Tempo de cárcere. Um estudo sobre as significações que os Presidiários estão
construindo sobre as suas experiências educacionais na situação carcerária
Maria Gisélia Silva Fernandes
2006
Este estudo tem por objetivo desvelar as significações construídas pelos
alfabetizandos presidiários sobre suas experiências educacionais, na situação
do cárcere. Considerando os objetivos que perseguimos e os aportes teóricos
metodológicos que fundamentam o trabalho, passamos a situar as trilhas da nossa
pesquisa no contexto de um presídio, dando voz aos detentos, cujos discursos
tradicionalmente são reduzidos a patologias ou desvios. Nesta direção,
recorremos à abordagem qualitativa de pesquisa. Nossa escolha metodológica para
o trabalho investigativo utilizará a teoria que é também método das
Representações Sociais, que são marcados pela especificidade de "dar
lugar ao pensamento do Outro" na pesquisa. As histórias de vida nos
auxiliarão a municiar nosso olhar e, por meio delas e de outras formas
narrativas - como as análises de rituais e dos cenários que compõem o cotidiano
carcerário -, as representações sociais serão ordenadas de modo à
'fazerem falar o silêncio" das vozes amordaçadas dos presos da
Penitenciária Modelo Desembargador Flóscolo da Nóbrega, em João Pessoa-(PB).

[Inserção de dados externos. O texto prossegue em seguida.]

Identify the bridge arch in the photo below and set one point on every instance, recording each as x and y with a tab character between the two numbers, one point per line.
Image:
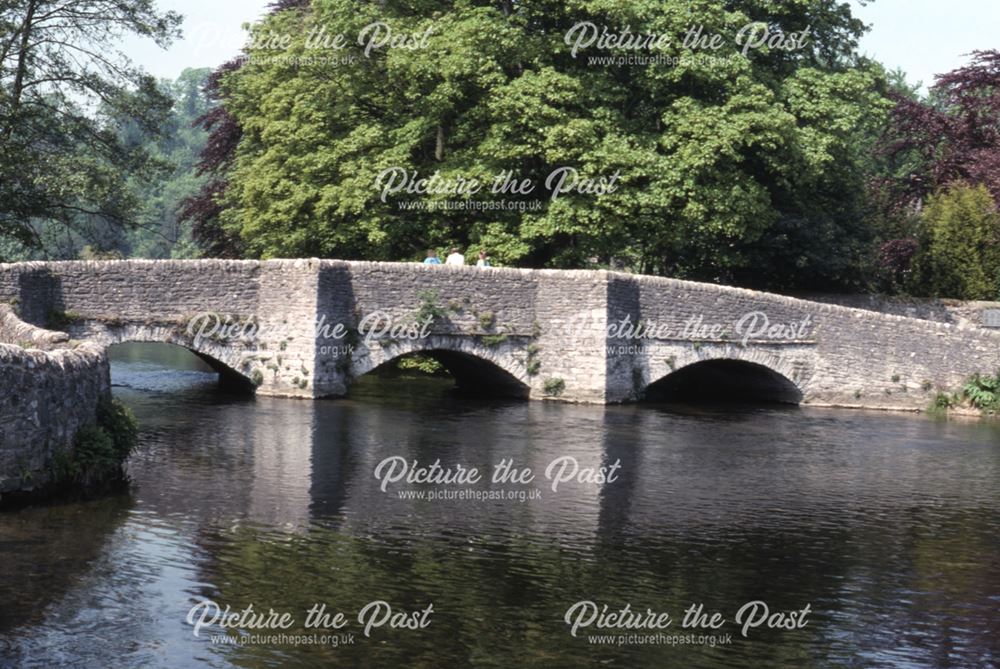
233	365
730	375
475	367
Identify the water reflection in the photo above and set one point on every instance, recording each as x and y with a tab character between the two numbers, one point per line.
885	525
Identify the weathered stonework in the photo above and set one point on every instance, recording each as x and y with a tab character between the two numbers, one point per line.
536	333
51	388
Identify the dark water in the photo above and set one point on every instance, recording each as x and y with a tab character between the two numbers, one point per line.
885	526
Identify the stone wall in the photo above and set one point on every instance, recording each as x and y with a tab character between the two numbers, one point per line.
541	333
51	388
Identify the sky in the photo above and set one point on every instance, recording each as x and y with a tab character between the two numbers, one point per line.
923	37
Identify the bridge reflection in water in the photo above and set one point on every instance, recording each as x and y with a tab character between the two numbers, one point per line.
273	502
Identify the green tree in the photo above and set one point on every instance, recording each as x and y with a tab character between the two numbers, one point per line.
62	86
959	254
729	168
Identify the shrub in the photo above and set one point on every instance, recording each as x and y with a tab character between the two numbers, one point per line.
553	386
983	392
100	449
959	253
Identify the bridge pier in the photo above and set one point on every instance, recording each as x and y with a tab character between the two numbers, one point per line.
308	328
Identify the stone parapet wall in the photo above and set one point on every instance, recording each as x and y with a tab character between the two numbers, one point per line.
50	389
549	332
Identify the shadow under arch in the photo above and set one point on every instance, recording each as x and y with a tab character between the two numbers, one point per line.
724	380
169	354
474	376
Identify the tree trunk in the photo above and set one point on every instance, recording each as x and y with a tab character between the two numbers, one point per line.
439	146
22	67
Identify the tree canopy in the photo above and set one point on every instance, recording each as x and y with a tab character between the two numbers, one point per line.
731	164
63	89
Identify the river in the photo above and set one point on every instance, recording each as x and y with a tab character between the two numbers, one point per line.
880	532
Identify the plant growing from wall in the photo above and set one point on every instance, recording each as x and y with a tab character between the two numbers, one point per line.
100	449
553	386
983	392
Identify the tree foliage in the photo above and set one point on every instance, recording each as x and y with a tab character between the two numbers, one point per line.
63	85
960	249
731	168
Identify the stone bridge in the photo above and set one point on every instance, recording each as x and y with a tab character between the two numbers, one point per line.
308	328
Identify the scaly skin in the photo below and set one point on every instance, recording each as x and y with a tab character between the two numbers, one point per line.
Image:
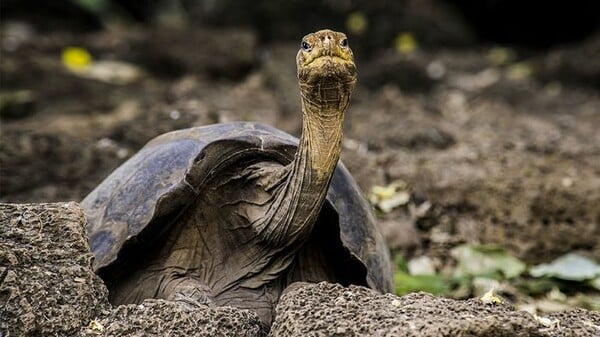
326	76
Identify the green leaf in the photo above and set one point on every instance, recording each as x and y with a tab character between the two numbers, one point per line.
434	284
486	261
571	267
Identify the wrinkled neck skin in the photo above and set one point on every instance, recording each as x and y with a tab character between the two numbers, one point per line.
299	201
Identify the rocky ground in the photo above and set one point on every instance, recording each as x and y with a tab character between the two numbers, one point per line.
489	144
47	288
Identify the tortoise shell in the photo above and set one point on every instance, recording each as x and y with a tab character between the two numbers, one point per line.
140	200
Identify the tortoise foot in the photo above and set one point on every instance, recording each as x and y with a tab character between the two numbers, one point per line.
191	293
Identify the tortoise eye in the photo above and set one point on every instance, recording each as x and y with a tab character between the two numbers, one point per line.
306	46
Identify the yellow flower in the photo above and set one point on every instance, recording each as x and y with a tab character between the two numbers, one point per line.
76	58
405	43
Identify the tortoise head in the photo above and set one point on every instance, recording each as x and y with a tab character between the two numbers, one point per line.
326	69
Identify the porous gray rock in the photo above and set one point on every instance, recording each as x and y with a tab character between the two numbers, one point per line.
47	287
326	309
167	318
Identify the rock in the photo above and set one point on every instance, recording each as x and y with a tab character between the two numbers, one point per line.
331	310
166	318
47	287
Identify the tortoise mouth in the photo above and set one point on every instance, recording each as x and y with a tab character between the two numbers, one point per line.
327	69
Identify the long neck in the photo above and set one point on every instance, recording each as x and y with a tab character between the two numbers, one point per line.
300	200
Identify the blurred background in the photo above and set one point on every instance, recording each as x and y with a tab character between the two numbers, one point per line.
473	130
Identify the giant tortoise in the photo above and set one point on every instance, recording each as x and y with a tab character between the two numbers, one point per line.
233	213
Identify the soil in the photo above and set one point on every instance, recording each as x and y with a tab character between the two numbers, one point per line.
48	288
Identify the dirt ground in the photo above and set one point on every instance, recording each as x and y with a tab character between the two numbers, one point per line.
495	145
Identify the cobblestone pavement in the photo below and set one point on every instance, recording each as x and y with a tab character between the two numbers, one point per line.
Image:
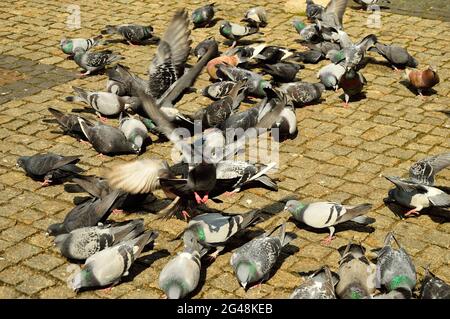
338	155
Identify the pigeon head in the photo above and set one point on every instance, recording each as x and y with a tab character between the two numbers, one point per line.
246	273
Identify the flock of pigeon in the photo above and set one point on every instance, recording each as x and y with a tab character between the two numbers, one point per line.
110	248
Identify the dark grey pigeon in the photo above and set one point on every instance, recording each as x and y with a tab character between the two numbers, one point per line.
88	213
50	167
356	273
320	285
83	242
395	268
132	33
94	61
107	139
253	262
433	287
397	56
301	93
109	265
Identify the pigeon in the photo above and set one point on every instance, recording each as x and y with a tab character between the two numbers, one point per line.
397	56
86	214
203	16
94	61
212	230
256	17
395	268
50	167
109	265
356	273
132	33
104	103
180	276
330	75
328	214
219	111
422	80
301	93
134	130
201	48
69	123
255	82
218	90
433	287
283	72
68	46
352	82
83	242
171	55
235	32
418	191
320	285
106	139
254	261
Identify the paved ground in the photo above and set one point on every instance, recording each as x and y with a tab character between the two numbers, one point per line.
338	155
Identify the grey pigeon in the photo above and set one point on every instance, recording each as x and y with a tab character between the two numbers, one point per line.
301	93
203	16
418	191
328	214
68	46
256	83
256	17
171	55
395	268
134	130
254	261
132	33
330	75
50	167
235	32
94	61
83	242
104	103
320	285
180	276
218	90
433	287
283	72
397	56
219	111
214	229
86	214
68	122
109	265
106	139
356	273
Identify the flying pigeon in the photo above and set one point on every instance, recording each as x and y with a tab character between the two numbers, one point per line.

Utilizamos três meios para coletar os dados; registros no diário de campo,
observações participantes, entrevistas semi-estruturadas com os selecionados
individualmente e em grupos. Para o tratamento dos dados coletados, utilizamos
a escolha de cenários do cotidiano carcerário - o que pôde nos auxiliar a dar
forma concreta às escolhas teóricas e metodológicas do processo de
investigação. A luz de Moscovici, as representações sociais é uma maneira
particular de conhecimento presente no senso comum, tendo como função a
orientação para a ação no cotidiano; ao mesmo tempo em que essa forma de
conhecimento é diretriz na interação entre os indivíduos. No espaço carcerário,
procuramos compreender as representações dos presidiários, movendo-nos junto a
silêncios, gestos, olhares, gritos, palavras e agressões. Neste lugar concreto,
escutando os encarcerados tecerem suas vozes sobre o vivido, procuramos
entender as suas significações. Essa escuta se fez a partir de tempos, lugares
e cenas específicas, que davam circunstancialidade ao dito e se expressavam
como rituais; plenos de material instituído e de material instituinte. Também,
as significações em teias nos puderam mostrar como,nas situações vividas no
cárcere pelos detentos, o sujeito que cometeu um delitopassa a viver um
percurso que vai legitimar a construção do sujeito delinqüente.A dimensão da
transcendência apareceu como lugar único onde as significações dadas ao
percurso vivido no cárcere, em sua ânsia de sentido, tocam explicações de
totalidade que devolvem a inteireza humana, mas não empanam a percepção do que
ali se vivencia como brutal e objeto. A reificação vivida no cárcere, essa
coisificação ou negação dos detentos como sujeitos históricos, humanos,
transcendentes, apontou a necessidade de uma práxis outra que se aperceba dos
"lugares, tempos e as cenas do cárcere" como espaços educacionais,
na intenção de ultrapassar-se a alienação das possibilidades do sujeito
encarcerado; mostrar como essa urdidura acontece, do ponto de vista dos
encarcerados, foi tecer a malha dos rituais do cotidiano, eivados de reprodução
e resistência, junto aos subterrâneos de uma memória em disputa, de uma
imagética violada na sua esperança de dignidade.